When I lived in New York, in Manhattan, the morning news would often bring word of an overnight homicide. I would pause to hear where the body had been found, where the shots had been fired, and, once assured the location was, as it often was, down on the lower east side, or up in Harlem, or on the platform of a subway line I never took, I’d resume getting ready for work.
I was not alone in this habit. It was a way to cope with living in a city that could be dangerous. We’d reassure ourselves: oh, okay, not here, not in this neighbourhood, not where I live, or where I work. It’s over there, or up there. It’s sad, but I’m safe.
Early on, didn’t we cope with mass shootings in much the same way? With horror, but ‘not here’ relief? Angry, outraged, empathetic, but, well, it happened over there. Not here.
What folly.
One morning, Anderson Cooper appeared on television in front of the restaurant where I’d had dinner not twelve hours before. Some kid had shot his way through windows and bodies at the Sandy Hook Elementary School, a place I knew well.
In the wake of tragedy, people often say they never thought it could happen to them. That morning, I realized it’s not that people think they are blessed, or special, or set apart. It’s that no one expects Anderson Cooper to broadcast from their street. No one expects to be caught up in a media maelstrom. No one expects to drive down their Main Street between a funeral for still another child and a wall of police cars and media vans. No one expects the President of the United States to be sitting in a classroom of their high school working on words for their torn and bleeding community.
But more and more and more of us find ourselves in a similar position. Two more communities in just the last twenty-four hours: El Paso and Dayton. It’s here. It’s us. It’s now. It’s Anderson Cooper or one of his colleagues about to stand in our neighborhood.
After Newtown, the feeling was that the conversation would, finally, change. It did not. Agonized parents discovered that no one paid attention if it was ‘only’ about gun control, or ‘only’ about the lives of tiny children, so they added mental health to the equation. To little effect.
What folly.
I grieve. With each new shooting, I relive that December morning. I am not alone. Survivors and residents of Newtown and Las Vegas and Parkland and Columbine and Orlando and more, and now El Paso and Dayton, and the list will grow, do the same.
This is our national consciousness. This is what we share.
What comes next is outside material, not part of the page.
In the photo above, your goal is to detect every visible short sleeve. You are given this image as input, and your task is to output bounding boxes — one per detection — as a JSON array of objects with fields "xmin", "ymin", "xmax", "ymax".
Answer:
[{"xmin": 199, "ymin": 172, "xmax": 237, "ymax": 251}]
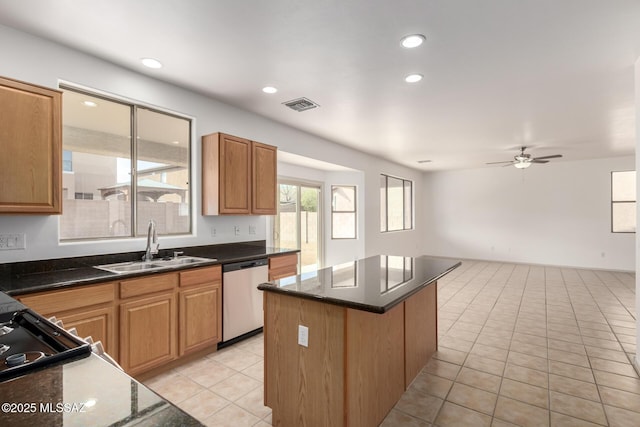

Your words beautifully express the pain in my heart. Part of the pain I feel is due to the fear that your words, so strong and clear, along with those of so many others, will continue to be shoved aside and rendered meaningless because of the lawmakers who can no longer feel it; who don’t want to face it or combat the few who believe that the right to own assault weapons that can wipe out multiple people in a minute is more important than human life in our country. How many lives will it take?
I just don’t know. It’s inconceivable that it’s been allowed to go on. There is no decency.
These words are a gift . You are blessed with the ability to define the sorrows of our lives and that of a nation . Until we can agree that gun violence is not acceptable ,the deaths are repeated and repeated . Having lived through the Sandy Hook shootings and Las Vegas , my heart cries for something , any thing for this to stop. There is a weird ” can do ” spirit that surfaces after these tragedies . Healing gardens , Foundations , media attention in every available form , stadium size ceremonies . I have great empathy for those who have their world blown apart by guns , and if such actions help them then I shall go alongside this outreach . How ever , when everything fades , then what ? Thank you , Eve , for writing this.
We’ve become a country of great and unacknowledged sorrow.
Unacknowledged by the people with the power to do something about it. After each new horror, we say maybe now, maybe now. But, already the conversation has veered into discussions about video games, and post-9/11 solutions. It’s guns. It’s guns. It’s guns.